Department of Horticulture, University of Wisconsin, Madison, WI, USA.
Instituto Nacional de Investigaciones Forestales, Agrícolas y Pecuarias, Aguascalientes, Mexico.
Mol Genet Genomics. 2018 Dec;293(6):1379-1392. doi: 10.1007/s00438-018-1464-z. Epub 2018 Jul 2.

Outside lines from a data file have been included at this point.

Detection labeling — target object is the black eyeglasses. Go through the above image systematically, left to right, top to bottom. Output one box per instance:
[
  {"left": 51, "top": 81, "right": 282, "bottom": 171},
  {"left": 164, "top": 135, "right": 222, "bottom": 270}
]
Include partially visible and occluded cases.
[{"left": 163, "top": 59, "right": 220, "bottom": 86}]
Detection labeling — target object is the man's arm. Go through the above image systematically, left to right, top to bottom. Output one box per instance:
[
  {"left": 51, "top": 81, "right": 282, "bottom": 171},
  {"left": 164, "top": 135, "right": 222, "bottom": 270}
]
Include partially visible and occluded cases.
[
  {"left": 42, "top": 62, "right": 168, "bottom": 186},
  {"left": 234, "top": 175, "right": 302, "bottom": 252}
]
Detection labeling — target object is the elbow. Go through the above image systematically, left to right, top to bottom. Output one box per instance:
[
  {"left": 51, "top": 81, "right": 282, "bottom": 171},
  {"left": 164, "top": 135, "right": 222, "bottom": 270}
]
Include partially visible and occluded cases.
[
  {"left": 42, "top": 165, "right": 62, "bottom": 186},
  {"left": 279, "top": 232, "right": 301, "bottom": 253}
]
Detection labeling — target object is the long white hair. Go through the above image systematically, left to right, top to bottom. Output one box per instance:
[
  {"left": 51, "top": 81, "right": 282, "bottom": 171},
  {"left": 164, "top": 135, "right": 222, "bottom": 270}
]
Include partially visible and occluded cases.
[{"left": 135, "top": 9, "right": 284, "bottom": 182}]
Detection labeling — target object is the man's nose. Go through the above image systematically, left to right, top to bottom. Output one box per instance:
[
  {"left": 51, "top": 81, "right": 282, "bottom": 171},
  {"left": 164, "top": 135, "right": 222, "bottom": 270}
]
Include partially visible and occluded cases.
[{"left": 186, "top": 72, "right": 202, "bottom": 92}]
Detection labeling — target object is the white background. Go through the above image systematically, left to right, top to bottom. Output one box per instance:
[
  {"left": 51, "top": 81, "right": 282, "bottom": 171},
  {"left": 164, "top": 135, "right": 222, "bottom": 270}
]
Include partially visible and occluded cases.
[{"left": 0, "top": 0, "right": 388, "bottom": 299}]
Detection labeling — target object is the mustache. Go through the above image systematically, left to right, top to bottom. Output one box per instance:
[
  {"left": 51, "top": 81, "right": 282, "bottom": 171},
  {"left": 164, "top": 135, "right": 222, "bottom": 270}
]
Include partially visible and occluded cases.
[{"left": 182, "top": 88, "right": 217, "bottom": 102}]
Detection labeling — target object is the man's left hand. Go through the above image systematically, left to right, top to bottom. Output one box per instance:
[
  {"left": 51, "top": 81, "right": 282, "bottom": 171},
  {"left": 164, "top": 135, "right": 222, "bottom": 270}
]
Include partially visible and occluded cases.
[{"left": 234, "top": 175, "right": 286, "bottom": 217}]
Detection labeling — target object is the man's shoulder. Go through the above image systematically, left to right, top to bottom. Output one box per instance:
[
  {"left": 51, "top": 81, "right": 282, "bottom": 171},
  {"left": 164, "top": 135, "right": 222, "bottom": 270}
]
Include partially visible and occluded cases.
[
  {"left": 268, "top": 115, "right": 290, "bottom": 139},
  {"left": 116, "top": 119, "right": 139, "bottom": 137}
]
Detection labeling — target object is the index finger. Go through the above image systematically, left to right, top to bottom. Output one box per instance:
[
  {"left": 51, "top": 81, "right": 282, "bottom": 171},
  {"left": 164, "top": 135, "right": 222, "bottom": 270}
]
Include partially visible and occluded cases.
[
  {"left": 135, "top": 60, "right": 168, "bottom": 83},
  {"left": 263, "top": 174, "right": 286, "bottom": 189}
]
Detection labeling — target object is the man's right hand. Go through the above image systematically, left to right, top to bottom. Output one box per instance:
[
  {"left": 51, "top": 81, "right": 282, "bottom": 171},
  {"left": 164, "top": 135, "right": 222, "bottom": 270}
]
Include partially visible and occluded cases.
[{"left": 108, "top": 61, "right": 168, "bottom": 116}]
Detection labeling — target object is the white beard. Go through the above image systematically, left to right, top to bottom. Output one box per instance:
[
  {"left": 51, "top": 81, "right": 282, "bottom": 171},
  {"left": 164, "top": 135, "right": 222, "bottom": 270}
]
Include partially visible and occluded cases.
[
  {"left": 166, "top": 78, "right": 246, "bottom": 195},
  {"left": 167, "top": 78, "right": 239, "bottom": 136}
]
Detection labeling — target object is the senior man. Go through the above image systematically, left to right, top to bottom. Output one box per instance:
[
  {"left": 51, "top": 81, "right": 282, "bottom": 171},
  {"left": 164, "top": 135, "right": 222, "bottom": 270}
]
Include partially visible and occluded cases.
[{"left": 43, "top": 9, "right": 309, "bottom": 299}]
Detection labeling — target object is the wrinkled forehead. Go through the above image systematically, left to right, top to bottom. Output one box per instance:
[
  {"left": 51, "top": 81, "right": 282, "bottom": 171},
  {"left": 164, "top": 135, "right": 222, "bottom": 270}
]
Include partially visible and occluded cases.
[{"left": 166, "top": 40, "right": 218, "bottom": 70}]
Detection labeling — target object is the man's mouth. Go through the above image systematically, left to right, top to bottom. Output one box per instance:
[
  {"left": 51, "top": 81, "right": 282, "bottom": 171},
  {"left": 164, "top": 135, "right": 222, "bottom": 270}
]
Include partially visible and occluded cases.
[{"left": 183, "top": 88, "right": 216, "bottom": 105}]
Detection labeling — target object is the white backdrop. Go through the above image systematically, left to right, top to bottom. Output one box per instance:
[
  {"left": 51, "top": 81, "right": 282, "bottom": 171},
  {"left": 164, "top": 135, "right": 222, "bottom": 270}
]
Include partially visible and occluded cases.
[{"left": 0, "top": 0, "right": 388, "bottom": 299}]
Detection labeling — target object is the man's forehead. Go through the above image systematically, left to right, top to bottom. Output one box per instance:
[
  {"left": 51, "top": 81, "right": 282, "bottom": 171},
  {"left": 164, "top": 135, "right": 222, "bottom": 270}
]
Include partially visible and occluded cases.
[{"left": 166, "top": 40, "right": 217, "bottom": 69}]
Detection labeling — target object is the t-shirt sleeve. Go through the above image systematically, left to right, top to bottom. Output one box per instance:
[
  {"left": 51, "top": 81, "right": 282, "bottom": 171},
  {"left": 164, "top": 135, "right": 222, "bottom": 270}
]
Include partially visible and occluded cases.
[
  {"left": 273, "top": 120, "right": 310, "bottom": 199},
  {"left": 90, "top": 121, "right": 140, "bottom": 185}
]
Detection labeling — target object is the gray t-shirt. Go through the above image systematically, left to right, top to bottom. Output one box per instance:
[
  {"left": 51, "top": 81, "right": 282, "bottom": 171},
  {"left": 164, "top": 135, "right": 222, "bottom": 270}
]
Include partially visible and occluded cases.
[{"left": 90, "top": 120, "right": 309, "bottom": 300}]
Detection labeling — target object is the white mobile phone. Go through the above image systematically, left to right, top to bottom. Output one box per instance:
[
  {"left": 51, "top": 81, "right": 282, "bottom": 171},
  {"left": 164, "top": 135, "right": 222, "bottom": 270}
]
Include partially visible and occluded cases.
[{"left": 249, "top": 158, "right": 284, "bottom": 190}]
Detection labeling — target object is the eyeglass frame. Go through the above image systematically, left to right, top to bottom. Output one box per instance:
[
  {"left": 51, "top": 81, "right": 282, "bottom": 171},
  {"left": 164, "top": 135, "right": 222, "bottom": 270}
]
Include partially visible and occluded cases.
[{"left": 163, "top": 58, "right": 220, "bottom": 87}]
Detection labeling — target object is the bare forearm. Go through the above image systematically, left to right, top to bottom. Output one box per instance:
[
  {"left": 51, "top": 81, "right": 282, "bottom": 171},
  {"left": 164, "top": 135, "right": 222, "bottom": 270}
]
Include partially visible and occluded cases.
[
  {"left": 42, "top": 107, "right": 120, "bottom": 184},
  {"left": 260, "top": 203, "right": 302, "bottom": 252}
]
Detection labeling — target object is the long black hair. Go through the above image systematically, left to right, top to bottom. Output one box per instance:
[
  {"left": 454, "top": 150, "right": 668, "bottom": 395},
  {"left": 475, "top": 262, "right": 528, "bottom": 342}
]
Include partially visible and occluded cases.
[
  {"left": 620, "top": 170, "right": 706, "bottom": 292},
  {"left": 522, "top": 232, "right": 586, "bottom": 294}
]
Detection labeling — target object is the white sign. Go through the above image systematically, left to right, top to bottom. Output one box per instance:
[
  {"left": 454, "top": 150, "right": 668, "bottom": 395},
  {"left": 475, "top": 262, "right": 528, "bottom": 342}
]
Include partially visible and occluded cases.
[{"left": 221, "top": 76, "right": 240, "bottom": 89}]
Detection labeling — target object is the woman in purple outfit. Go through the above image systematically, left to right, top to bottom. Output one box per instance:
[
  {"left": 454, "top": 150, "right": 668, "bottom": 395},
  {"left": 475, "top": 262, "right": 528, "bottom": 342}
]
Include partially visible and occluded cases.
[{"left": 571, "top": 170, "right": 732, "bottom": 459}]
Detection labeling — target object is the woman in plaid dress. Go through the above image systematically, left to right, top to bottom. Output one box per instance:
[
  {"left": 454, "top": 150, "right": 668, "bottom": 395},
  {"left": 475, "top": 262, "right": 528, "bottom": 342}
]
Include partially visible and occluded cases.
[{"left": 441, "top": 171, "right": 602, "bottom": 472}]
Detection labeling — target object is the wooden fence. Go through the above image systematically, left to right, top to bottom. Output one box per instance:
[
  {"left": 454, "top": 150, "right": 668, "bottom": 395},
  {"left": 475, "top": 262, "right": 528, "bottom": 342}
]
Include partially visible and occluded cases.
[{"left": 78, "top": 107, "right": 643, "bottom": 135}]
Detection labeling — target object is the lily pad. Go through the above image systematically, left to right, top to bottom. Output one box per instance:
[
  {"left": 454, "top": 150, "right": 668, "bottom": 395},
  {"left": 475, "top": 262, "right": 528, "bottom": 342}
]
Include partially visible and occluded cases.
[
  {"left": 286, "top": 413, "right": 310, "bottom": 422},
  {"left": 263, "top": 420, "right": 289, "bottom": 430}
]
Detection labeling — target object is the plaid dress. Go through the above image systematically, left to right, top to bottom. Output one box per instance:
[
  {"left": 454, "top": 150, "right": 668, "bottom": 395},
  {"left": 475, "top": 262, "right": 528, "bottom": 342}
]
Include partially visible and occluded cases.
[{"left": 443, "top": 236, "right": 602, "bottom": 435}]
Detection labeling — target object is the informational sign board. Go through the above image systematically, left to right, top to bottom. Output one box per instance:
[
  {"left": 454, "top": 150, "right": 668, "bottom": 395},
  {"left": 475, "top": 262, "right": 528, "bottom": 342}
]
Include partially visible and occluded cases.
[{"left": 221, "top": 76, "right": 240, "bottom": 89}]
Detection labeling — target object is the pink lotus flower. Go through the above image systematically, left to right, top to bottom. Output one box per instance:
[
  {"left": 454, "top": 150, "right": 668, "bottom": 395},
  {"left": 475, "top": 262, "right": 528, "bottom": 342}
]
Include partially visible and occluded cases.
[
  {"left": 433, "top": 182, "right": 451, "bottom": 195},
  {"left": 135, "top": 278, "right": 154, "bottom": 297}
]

Because of its known phytochemical activity and benefits for human health, American cranberry (Vaccinium macrocarpon L.) production and commercialization around the world has gained importance in recent years. Flavonoid compounds as well as the balance of sugars and acids are key quality characteristics of fresh and processed cranberry products. In this study, we identified novel QTL that influence total anthocyanin content (TAcy), titratable acidity (TA), proanthocyanidin content (PAC), Brix, and mean fruit weight (MFW) in cranberry fruits. Using repeated measurements over the fruit ripening period, different QTLs were identified at specific time points that coincide with known chemical changes during fruit development and maturation. Some genetic regions appear to be regulating more than one trait. In addition, we demonstrate the utility of digital imaging as a reliable, inexpensive and high-throughput strategy for the quantification of anthocyanin content in cranberry fruits. Using this imaging approach, we identified a set of QTLs across three different breeding populations which collocated with anthocyanin QTL identified using wet-lab approaches. We demonstrate the use of a high-throughput, reliable and highly accessible imaging strategy for predicting anthocyanin content based on cranberry fruit color, which could have a large impact for both industry and cranberry research.
由于其已知的植物化学活性和对人类健康的益处,近年来,蔓越莓(Vaccinium macrocarpon L.)的生产和商业化在全球范围内变得越来越重要。黄酮类化合物以及糖和酸的平衡是新鲜和加工过的蔓越莓产品的关键质量特征。在这项研究中,我们确定了影响蔓越莓果实中总花青素含量(TAcy)、可滴定酸度(TA)、原花青素含量(PAC)、Brix 和平均果实重量(MFW)的新 QTL。使用果实成熟期间的重复测量,在特定时间点确定了不同的 QTL,这些时间点与果实发育和成熟过程中的已知化学变化相吻合。一些遗传区域似乎同时调节多个性状。此外,我们还证明了数字成像作为一种可靠、廉价且高通量的策略,可用于量化蔓越莓果实中的花青素含量。使用这种成像方法,我们在三个不同的育种群体中确定了一组与使用湿实验室方法鉴定的花青素 QTL 共定位的 QTL。我们展示了一种高通量、可靠且高度可访问的成像策略,用于根据蔓越莓果实颜色预测花青素含量,这对工业和蔓越莓研究都将产生重大影响。